Jerry Coffee’s column “The Things That Make USA Special” struck me as rather odd for a couple of reasons.

First, as an Australian linguist living in Hawaii, I find it more than a little patronizing to have Australian English characterized as “quaint,” as if it were an amusing deviation from some imaginary and superior norm, of which he is a speaker. Common usage is the norm for any language community, whether it be a subculture, a corporate office or a country.

Second, characterizing Australians with a broad sweep of the brush as having a “unique laid-back attitude” as evidenced by a couple of phrases is stereotyping to an unforgivable degree in a newspaper column. That kind of attitude toward Australians might have been understandable when Crocodile Dundee first hit cinemas, but I think we’ve all grown up since then, haven’t we?

Third, despite living and traveling throughout Australia during my first 29 years of life, I have never heard of a man being a “Bruce.” And “Sheila” was dropped from common use a couple of decades ago because of pressure from feminists who felt it had derogatory connotations, which it did. Anybody using these phrases in Australia these days would be an anachronism at best, and offensive at worst.

Fourth, to suggest that most of us Australians are living in a state of regret as we lack patriotism? That point is so far beyond nonsense it’s almost unbelievable to read it in print, and does not deserve the dignity of a response.

The second part of Mr. Coffee’s column degenerates into the kind of chest-beating nationalism that has earned America a bad name internationally in recent years. His list of 12 positive features of America (however spurious some of them sound, and my American wife also found some of them extremely subjective, to be honest) as evidence of its inherent superiority is like asking students to grade their own papers. As a teacher of 10 years, I would be amused to see the results.

Why not be balanced and make a list of five great things about America and five areas that desperately need improvement if America is to shine once again as one great country among many great countries?

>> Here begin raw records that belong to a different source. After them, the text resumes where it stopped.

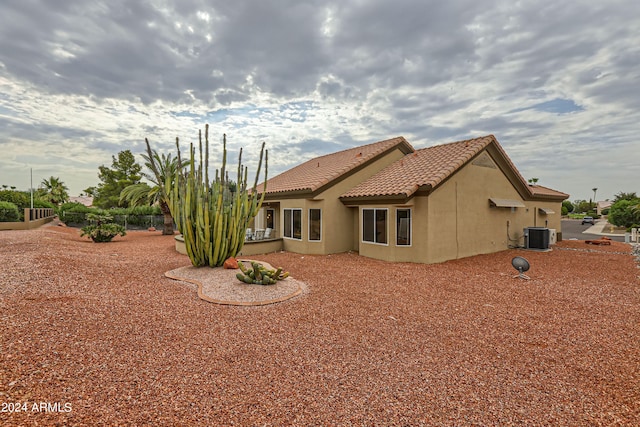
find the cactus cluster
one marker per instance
(213, 216)
(259, 275)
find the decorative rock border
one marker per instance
(220, 286)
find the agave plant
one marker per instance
(212, 218)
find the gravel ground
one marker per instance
(95, 334)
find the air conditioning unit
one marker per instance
(536, 238)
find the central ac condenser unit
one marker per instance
(536, 238)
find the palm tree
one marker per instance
(54, 190)
(163, 170)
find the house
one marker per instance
(603, 205)
(389, 201)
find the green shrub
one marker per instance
(101, 229)
(9, 212)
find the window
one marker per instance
(271, 214)
(315, 224)
(374, 225)
(293, 223)
(403, 227)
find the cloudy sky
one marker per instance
(557, 83)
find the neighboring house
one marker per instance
(390, 201)
(602, 205)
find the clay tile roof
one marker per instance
(319, 171)
(425, 167)
(539, 190)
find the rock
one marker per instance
(231, 263)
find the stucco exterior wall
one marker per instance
(464, 224)
(337, 233)
(391, 251)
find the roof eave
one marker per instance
(401, 198)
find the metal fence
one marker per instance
(130, 222)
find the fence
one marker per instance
(33, 218)
(130, 222)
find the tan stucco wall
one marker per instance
(463, 223)
(338, 231)
(456, 220)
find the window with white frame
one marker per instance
(403, 227)
(374, 225)
(293, 223)
(315, 224)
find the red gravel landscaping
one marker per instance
(95, 334)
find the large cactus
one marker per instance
(212, 218)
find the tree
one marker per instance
(123, 173)
(624, 196)
(53, 190)
(90, 191)
(163, 172)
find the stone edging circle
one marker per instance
(220, 286)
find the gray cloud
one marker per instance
(555, 82)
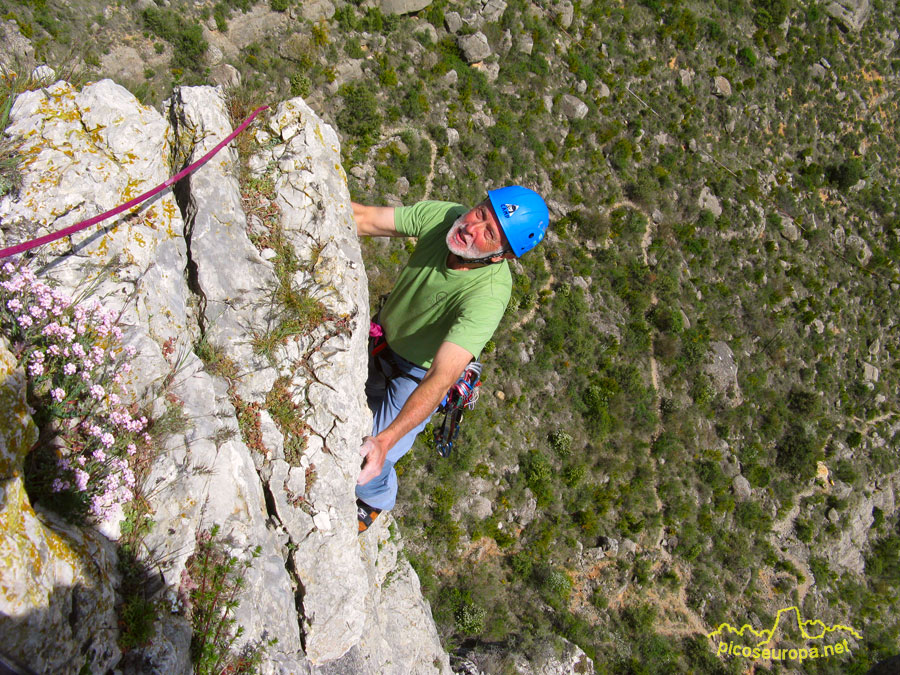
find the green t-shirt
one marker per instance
(431, 303)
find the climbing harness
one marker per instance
(462, 396)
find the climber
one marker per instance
(445, 306)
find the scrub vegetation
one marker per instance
(690, 412)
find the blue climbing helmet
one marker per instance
(523, 215)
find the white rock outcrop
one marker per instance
(184, 272)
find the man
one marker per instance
(445, 306)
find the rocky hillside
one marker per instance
(246, 306)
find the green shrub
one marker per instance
(301, 85)
(561, 443)
(360, 116)
(621, 153)
(797, 453)
(845, 175)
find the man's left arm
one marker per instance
(448, 365)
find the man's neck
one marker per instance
(454, 262)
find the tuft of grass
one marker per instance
(288, 417)
(214, 580)
(11, 85)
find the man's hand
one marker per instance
(374, 221)
(374, 452)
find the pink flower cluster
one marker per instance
(73, 355)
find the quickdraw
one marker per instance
(462, 396)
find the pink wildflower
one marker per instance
(81, 479)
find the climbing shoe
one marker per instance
(365, 515)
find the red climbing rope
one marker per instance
(46, 239)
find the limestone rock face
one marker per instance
(573, 107)
(853, 14)
(17, 48)
(400, 623)
(188, 274)
(722, 370)
(474, 47)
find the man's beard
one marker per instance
(469, 252)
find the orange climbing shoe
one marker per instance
(365, 515)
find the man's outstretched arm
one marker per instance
(374, 221)
(448, 365)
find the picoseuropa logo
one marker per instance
(812, 629)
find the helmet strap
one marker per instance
(486, 260)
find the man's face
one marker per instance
(477, 234)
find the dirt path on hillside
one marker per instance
(646, 242)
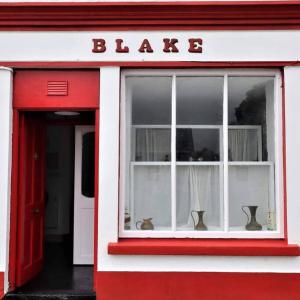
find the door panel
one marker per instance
(30, 230)
(84, 195)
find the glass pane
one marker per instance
(199, 100)
(150, 99)
(88, 164)
(251, 153)
(151, 144)
(150, 203)
(251, 119)
(251, 194)
(198, 144)
(198, 198)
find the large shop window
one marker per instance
(201, 154)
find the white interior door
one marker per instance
(84, 195)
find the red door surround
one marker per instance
(56, 89)
(31, 208)
(40, 90)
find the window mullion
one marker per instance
(225, 153)
(173, 154)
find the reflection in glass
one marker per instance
(198, 144)
(251, 118)
(152, 144)
(150, 100)
(88, 164)
(250, 187)
(198, 190)
(151, 196)
(251, 139)
(199, 100)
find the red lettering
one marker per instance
(99, 46)
(120, 48)
(195, 45)
(170, 45)
(145, 47)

For example, let’s take an example from an issue everybody is concerned about: healthcare. America ranks No. 37 in the world in terms of healthcare; France ranks No. 1 and Australia 32nd. Despite what some conservatives say, the U.S. is not No. 1 in healthcare by any measure.

Admitting so doesn’t make one unpatriotic. It makes one rational. And the first step toward making America first in healthcare won’t come about until people like Mr. Coffee stop beating their chests, take off their blinders and “Proud to be American” T-shirts long enough to have an honest look around them. And I mean have an honest look around the international community and America’s standing in it. I could be wrong, but I suspect that’s what President Obama was doing. To call him “clueless” for doing so is a bit harsh, don’t you think?

Having lived in Asia, Oceania, the Middle East and currently Hawaii, I feel that a little less unflinching patriotism and a little more rational, considered reflection of American foreign policy would help us all get along on this planet we all share. It might just save some lives, too.